Both the left and the right like to point fingers at one another as the perpetrators of political violence. The reality is that since 1990, far-right extremists have committed far more ideologically motivated homicides than far-left or radical Islamist extremists, including 227 events that took more than 520 lives. In this same period, far-left extremists committed 42 ideologically motivated attacks that took 78 lives. Since 2015 we have seen a particularly turbulent period marked by several major incidents and a concerning escalation in politically motivated attacks. There was the 2017 Congressional Baseball Shooting followed by the Charlottesville Attack. The 2021 January 6th Capitol Attack, no matter how you want to label it, was the most notable act of political violence in the past decade. The fact that all of those perpetrators have been pardoned by Donald Trump is a notable indicator of how he views political violence. So the question is, should it be surprising that we have seen two assassination attempts on Donald Trump in 2024, an attack on the Pennsylvania governors mansion, an attempted assassination of the Michigan governor, the killing of two Minnesota politicians, the killing of a healthcare CEO on the streets of New York, and now the murder of Charlie Kirk? At least 300 incidents of political violence have taken place since the Jan. 6 riots at the Capitol, according to Reuters. The FBI’s 2024 Hate Crime Statistics show 11,679 incidents involving 14,243 victims, marking the second-worst year on record since data collection began in 1991.

These shifts have created a new reality: millions of Americans willing to undertake, support, or excuse political violence, defined here (following the violence-prevention organization Over Zero) as physical harm or intimidation that affects who benefits from or can participate fully in political, economic, or sociocultural life. At the heart of this is polarization, not mere policy disagreement, but visceral dislike and distrust of opposing parties. I like to call it tribalism, and it’s clear that Americans’ feelings of anger, contempt, and hatred for political opponents have intensified more sharply than any of us want to believe.
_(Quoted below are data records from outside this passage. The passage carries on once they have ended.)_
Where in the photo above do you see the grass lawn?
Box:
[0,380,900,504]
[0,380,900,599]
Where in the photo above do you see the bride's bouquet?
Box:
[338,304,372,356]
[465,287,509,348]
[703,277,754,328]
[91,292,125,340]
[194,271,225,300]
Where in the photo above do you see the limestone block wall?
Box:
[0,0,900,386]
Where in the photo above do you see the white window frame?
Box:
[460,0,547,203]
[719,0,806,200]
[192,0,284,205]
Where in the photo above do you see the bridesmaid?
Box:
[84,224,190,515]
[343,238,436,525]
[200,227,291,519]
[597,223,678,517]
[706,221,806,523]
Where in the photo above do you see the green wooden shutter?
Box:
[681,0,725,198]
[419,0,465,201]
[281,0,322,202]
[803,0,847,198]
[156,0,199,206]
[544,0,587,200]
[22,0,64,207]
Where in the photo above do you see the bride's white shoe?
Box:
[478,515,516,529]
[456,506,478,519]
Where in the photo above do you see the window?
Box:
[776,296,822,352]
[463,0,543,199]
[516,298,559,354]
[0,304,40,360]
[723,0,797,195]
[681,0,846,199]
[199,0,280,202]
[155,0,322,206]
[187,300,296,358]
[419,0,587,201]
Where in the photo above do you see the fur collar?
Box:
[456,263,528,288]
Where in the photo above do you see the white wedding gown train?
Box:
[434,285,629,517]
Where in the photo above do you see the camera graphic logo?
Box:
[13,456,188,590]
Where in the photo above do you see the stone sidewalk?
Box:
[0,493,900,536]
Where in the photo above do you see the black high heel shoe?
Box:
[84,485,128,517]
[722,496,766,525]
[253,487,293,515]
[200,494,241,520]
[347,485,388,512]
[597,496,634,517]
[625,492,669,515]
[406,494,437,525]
As of 2023, the United States was the only Western nation to rank among the world’s 50 most conflict-ridden countries, driven by rising political violence. The incidents span the political spectrum and have targeted both elected officials and civilians, creating an atmosphere of heightened tension that many experts warn could continue to escalate without intervention. The rhetoric we are seeing today demonizing the left as the perpetrators of this trend of political violence is simply not accurate or helpful. The truth is that both sides are to blame, and as much as the right chooses to point their fingers at the left and I want to point my finger at the right, neither will make the situation better. In fact, such recriminations always make matters worse.

We are once again walking the line in America. That line is the boundary of civility and perhaps civilization itself. We need to de-escalate on all sides and we need to expect better of ourselves as naïve as history proves that thinking to be.